At these ages, children are most vulnerable to complications that can occur. The Disneyland measles outbreak of 2014-2015 caused the greatest number of infections in 20 years. It spread to seven states in the United States, Mexico and Canada.
The first case was in an unvaccinated 11-year-old. The case count for 2015 was 1,274. The Brooklyn outbreak in 2018 saw 654 measles cases. About 73% of patients were not vaccinated. The report said 125 of these patients needed hospitalization and 65 reported complications, including pneumonia and encephalitis. The largest measles outbreak in Arizona since 2000 was in 2016. Thirty-two cases were diagnosed at an Eloy detention center, according to the Arizona Department of Health Services. This was the biggest outbreak in the United States that year.
Most of the people who get measles have not been vaccinated. Here in the United States, we have the MMR (measles, mumps, and rubella) usually given at age one with the booster at age 4. When unvaccinated people travel to areas where the disease may be more prevalent, they are more likely to get sick.
Several areas of Africa, Asia, the South Pacific and Europe harbor the measles virus. Once home, they spread it to others who also may not have been vaccinated. The anti-vaccination movement in this country is often based on misinformation and downright untrue information regarding vaccine safety. That MMR causes autism is a classic example of a fraudulent initial paper and subsequent repetition of a falsehood.
This movement has unfortunately grown and there are pockets of children at increased risk of serious illness. Kindergarteners in Marin County in California are twice as likely to be unvaccinated than other children that age. A record number of parents in California claimed “personal belief exemptions” from vaccines in 2014. That year the state recorded the most measles cases in 20 years and the highest rate of pertussis (whooping cough) in 68 years. Those statistics changed with the 2016 law mandating full immunization for all children entering public school. (Valid exemptions include some illnesses and true allergies.)
“Measles is one of the most contagious diseases on the face of the earth” said New York’s health commissioner, Dr. Oxiris Barbot, after the 2016 Brooklyn outbreak. “There may no longer be local transmission of measles in New York City, but the threat remains given other outbreaks in the U.S. and around the world. Our best defense against renewed transmission is having a well immunized city.”

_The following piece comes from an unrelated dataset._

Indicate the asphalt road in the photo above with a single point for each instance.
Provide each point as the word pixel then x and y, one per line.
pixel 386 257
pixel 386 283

Routine childhood vaccination rates are declining in some areas due to “vaccine hesitancy,” a fear that the vaccine will cause harm. Social media reinforces many false claims and contributes to the risks of resurgence of many infectious diseases. There are public health and economic consequences in unvaccinated communities. The Sept. 1, 2017, issue of JAMA Pediatrics (Journal of the American Medical Association) reported that a “5% decline in MMR coverage in the United states would result in a three-fold increase in measles cases for children ages 2 to 11 years nationally every year with an additional $2.1 million in public sector costs.”
We need to vaccinate our children and ourselves against preventable illness. When enough people are vaccinated, we create “herd immunity” to protect our most vulnerable neighbors who may not be vaccinated such as newborns and the immunocompromised. A 95% vaccination rate helps to create that community, or herd, immunity. We are currently at 90.6% in Arizona. Five cases have been documented in Arizona this year, and those patients were not vaccinated. Prevention is the key.
Mia Smitt is a longtime nurse practitioner. She writes a regular column for Tucson Local Media.